Content-Type: text/plain; charset=us-ascii
Mime-Version: 1.0 (Mac OS X Mail 6.3 \(1503\))
Subject: Re: NFS client hangs after server reboot
From: Chuck Lever <chuck.lever@oracle.com>
In-Reply-To: <20130409190855.GB3800@fieldses.org>
Date: Wed, 10 Apr 2013 15:33:15 -0400
Cc: Linux NFS Mailing List <linux-nfs@vger.kernel.org>,
        Rick Macklem <rmacklem@uoguelph.ca>
Message-Id: <452C72A5-F773-4E16-88F4-B1100C505C41@oracle.com>
References: <CACQjR_AH-AZDVLGKK8ZOVmkvQ-MEPuNn_y-Tu-ibrb6Rf7aC+Q@mail.gmail.com> <20130409190855.GB3800@fieldses.org>
To: "J. Bruce Fields" <bfields@fieldses.org>, Bram Vandoren <brambi@gmail.com>
Sender: linux-nfs-owner@vger.kernel.org

[ Adding Rick Macklem ]

On Apr 9, 2013, at 3:08 PM, J. Bruce Fields <bfields@fieldses.org> wrote:

> On Tue, Apr 09, 2013 at 05:51:40PM +0200, Bram Vandoren wrote:
>> Hello,
>> we have a FreeBSD 9.1 fileserver and several clients running kernel
>> 3.8.4-102.fc17.x86_64. Everything works fine till we reboot the
>> server.
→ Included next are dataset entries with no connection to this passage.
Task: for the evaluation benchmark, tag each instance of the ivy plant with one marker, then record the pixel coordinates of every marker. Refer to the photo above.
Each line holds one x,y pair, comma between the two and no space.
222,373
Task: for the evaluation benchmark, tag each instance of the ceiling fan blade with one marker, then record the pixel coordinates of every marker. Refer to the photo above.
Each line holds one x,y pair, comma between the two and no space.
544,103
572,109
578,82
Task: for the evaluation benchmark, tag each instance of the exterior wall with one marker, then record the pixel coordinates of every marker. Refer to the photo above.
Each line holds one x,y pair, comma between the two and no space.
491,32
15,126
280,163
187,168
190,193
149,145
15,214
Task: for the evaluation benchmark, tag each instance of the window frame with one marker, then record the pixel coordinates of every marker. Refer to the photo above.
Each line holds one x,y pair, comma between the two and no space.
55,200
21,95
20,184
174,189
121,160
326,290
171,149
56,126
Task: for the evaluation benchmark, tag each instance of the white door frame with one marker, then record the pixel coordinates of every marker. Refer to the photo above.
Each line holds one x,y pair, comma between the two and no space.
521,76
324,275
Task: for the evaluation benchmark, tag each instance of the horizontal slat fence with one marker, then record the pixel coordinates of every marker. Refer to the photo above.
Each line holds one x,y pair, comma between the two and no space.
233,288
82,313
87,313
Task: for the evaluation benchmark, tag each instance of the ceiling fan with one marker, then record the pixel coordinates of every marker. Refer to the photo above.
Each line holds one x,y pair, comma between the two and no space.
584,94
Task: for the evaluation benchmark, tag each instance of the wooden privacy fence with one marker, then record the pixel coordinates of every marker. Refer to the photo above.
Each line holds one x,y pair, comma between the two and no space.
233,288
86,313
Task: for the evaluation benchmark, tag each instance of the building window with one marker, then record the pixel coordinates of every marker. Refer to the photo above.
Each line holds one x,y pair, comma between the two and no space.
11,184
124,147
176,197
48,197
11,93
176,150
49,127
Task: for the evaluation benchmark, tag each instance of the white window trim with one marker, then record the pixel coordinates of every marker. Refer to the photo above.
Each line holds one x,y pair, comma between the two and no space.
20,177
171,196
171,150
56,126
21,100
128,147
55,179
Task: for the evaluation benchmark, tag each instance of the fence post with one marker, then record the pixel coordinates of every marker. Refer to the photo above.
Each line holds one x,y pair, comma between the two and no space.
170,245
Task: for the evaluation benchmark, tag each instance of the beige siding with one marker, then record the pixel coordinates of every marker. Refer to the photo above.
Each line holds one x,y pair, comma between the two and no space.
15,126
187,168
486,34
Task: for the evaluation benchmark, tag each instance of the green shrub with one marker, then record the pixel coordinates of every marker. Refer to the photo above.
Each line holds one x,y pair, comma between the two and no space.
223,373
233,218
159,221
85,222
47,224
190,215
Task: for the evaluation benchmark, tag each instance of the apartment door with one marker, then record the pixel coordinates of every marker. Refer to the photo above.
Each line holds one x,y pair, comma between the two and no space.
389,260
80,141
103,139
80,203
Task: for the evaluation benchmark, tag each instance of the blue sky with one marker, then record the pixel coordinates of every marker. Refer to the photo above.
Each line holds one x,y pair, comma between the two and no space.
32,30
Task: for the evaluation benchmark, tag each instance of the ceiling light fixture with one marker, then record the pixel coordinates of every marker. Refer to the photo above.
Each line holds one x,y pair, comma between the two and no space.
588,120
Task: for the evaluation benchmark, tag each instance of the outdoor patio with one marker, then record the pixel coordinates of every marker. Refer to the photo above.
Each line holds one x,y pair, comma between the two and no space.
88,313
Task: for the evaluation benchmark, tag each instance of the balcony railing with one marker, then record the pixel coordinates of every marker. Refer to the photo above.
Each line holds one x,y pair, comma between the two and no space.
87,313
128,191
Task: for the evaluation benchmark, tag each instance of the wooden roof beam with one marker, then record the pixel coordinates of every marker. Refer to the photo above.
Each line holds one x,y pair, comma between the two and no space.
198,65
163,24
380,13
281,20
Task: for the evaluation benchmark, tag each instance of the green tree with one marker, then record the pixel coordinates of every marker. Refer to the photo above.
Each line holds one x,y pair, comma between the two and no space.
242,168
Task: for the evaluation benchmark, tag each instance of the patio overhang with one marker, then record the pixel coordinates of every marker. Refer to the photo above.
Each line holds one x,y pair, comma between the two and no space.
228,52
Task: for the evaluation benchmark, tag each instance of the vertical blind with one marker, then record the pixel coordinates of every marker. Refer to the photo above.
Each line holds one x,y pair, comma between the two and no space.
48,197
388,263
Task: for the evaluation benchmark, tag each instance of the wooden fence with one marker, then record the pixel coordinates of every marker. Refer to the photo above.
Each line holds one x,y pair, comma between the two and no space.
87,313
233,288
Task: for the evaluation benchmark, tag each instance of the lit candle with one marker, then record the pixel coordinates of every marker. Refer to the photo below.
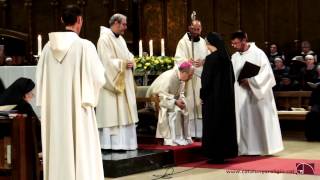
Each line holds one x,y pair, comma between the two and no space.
162,47
151,47
140,48
39,44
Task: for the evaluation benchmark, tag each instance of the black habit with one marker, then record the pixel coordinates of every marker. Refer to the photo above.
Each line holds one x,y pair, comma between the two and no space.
219,140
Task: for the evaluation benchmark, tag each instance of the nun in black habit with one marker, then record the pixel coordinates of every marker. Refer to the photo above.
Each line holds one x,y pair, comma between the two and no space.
19,93
219,139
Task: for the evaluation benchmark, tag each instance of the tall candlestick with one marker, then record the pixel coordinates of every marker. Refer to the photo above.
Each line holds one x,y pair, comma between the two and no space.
162,47
39,44
151,47
140,48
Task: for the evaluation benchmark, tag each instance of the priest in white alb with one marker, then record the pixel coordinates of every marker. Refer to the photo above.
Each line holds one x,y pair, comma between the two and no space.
69,76
173,121
257,119
193,47
117,110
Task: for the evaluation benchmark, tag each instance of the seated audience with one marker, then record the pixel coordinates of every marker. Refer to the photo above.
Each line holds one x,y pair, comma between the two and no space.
309,73
280,69
312,130
287,84
20,93
306,50
273,53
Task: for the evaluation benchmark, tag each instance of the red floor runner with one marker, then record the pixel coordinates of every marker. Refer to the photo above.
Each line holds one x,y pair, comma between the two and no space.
180,154
261,164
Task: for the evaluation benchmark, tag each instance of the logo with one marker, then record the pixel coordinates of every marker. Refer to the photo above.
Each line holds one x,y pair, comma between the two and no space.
305,168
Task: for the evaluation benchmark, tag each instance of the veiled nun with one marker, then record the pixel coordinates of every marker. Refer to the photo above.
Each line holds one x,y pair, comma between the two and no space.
219,140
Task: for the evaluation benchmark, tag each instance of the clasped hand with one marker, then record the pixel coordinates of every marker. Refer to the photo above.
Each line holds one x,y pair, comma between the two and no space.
180,103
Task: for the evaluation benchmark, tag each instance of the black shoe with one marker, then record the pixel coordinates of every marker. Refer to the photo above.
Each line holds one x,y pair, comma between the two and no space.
216,161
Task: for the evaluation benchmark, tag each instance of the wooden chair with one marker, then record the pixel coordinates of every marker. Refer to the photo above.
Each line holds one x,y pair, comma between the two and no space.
286,100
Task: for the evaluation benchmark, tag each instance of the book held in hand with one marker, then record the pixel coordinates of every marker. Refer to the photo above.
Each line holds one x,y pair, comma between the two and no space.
313,85
249,70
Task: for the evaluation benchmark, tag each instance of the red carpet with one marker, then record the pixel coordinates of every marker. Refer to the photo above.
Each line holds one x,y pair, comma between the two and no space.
260,164
179,154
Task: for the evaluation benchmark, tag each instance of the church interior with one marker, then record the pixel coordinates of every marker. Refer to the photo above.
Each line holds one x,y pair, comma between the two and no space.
154,28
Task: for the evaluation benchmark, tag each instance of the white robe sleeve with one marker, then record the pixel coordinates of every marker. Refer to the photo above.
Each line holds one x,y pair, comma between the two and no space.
39,76
92,75
264,81
113,65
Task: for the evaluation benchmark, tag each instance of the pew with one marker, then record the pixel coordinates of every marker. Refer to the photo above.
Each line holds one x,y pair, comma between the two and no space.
289,104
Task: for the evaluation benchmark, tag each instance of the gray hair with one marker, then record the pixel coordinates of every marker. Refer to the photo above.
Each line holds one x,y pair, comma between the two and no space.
116,17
A fraction (1/10) of the clients don't resume the NFS session
>> correctly. The server sends a NFS4ERR_STALE_STATEID. The client sends
>> a RENEW to the server but no SETCLIENTID. (this should be the correct
>> action from my very quick look at RFC 3530). After that the client
>> continues with a few READ call and the process starts again with the
>> NFS4ERR_STALE_STATEID response from the server. It generates a lot of
>> useless network traffic.
> 
>   0.003754  a.b.c.2 -> a.b.c.120 NFS 122 V4 Reply (Call In 49) READ Status: NFS4ERR_STALE_STATEID
>   0.003769  a.b.c.2 -> a.b.c.120 NFS 114 V4 Reply (Call In 71) RENEW
> 
> I don't normally use tshark, so I don't know--does the lack of a status
> on that second line indicate that the RENEW succeeded?
> 
> Assuming the RENEW is for the same clientid that the read stateid's are
> associated with--that's definitely a server bug.  The RENEW should be
> returning STALE_CLIENTID.

The server is returning NFS4_OK to that RENEW and we appear to be out of the server's grace period.  Thus we can assume that state recovery has already been performed following the server reboot, and a fresh client ID has been correctly established.  One possible explanation for NFS4ERR_STALE_STATEID is that the client skipped recovering these state IDs for some reason.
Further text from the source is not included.